Woha yeah ok so now that I've ruined everyone's good night and VP's buzz I think I'll put a lid on it now
FlyYourKite said:A big for all you girls. I'll just post it here cause it'll save me bothering everyone for their e-mails...
Alright so this past year was a year of major changes/adjustments in my life...some good and some not so good at all. I won't bore you with the details but many of my relationships with other people (namely a cousin I was extremely close with, and one of my best friends) took a turn for the worse and I don't even know how to talk to these people anymore. So I thought I was doing ok with that...I thought I had come to terms with the fact that things were now going to be different. But I guess they're still really bothering me. One thing that I haven't been able to shake yet is my uncle's suicide last September.
I really thought I had been doing well for a long time there and I figured I was done with the whole therapy thing...(a few years back for about 6 or 7 months I was clinically depressed). We'll see how it goes though, I may consider it again if this keeps up.
And the one thing that I really hate about myself is how I hold on to good memories and feelings in the past...like somehow I go through my days trying to relive or recreate those moments which were a hell of a lot better than things are going right now. I wish I could just let things go and focus on the present.
Woha yeah ok so now that I've ruined everyone's good night and VP's buzz I think I'll put a lid on it now
Russty Cat said:
Fly I'm glad you shared! Your in good company. I understand how your feeling. I don't know if you know that my my good friend died earlier this year and my brother tried to commit suicide as well. I understand how you feel. Sometimes its so much for one person to handle. And there is nothing wrong with doing counseling. I've honestly been thinking about it for myself as well. I was in a grief support group for a while and on anti-depressants.
You can always share with us anytime you need too. Alot of us can understand so well what your going thru. And know that you are never alone!

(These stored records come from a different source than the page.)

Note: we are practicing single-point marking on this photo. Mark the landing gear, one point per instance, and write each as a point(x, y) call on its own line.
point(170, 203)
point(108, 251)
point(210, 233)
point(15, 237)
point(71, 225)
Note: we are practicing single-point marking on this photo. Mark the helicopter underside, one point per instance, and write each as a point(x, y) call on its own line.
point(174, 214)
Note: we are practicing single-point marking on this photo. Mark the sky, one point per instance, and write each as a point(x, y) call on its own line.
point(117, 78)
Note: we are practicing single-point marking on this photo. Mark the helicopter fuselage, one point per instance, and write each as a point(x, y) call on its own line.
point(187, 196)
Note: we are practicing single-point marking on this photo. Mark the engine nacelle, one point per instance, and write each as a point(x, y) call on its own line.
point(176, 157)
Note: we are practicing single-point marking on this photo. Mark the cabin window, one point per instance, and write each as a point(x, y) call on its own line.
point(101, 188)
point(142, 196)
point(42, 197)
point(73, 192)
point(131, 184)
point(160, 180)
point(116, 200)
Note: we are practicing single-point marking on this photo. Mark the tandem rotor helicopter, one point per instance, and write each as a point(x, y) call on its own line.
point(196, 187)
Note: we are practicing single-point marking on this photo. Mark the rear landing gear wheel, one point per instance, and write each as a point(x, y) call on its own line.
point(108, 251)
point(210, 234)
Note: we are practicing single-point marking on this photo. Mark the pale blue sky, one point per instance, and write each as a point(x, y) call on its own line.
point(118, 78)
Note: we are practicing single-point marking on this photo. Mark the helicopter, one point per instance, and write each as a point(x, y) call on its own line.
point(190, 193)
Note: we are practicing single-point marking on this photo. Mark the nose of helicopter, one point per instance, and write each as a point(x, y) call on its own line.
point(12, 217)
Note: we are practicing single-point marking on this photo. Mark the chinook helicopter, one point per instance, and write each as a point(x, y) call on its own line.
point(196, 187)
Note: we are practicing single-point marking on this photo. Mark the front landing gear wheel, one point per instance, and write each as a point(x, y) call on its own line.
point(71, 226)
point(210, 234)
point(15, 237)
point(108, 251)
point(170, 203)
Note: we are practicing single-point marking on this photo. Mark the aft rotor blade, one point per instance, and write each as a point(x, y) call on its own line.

And this goes for all of you I'm here day or night anytime! If anyone wants my phone number its yours! Mr. Cat is use to middle of the night calls. We never question, if there is a need we are here. I've been there in my life when I wish I had someone like that.
4am by myself in a dark carpark crying so hard I thought I was going to throw up, the only thing that saved me was SYCMIOYO. I wish that day I would have had you guys. And I still worry everytime the phone rings that it will be someone telling me that my brother has finally done it and is gone. Honestly sometimes I hate him for that. And then I feel guilty.
FlyYourKite said:Russty Thank you for sharing that.
And a huge to all of you girls. I keep this stuff from all of my close girlfriends for a variety of reasons, but I find it so easy to share everything with you guys. And I appreciate you all so much.
Thanks for your reply VP You've made me feel better about my preferences and now this as well.
I will certainly come to you girls when I need to vent.
FlyYourKite said:Russty Thank you for sharing that.
And a huge to all of you girls. I keep this stuff from all of my close girlfriends for a variety of reasons, but I find it so easy to share everything with you guys. And I appreciate you all so much.
Thanks for your reply VP You've made me feel better about my preferences and now this as well.
I will certainly come to you girls when I need to vent.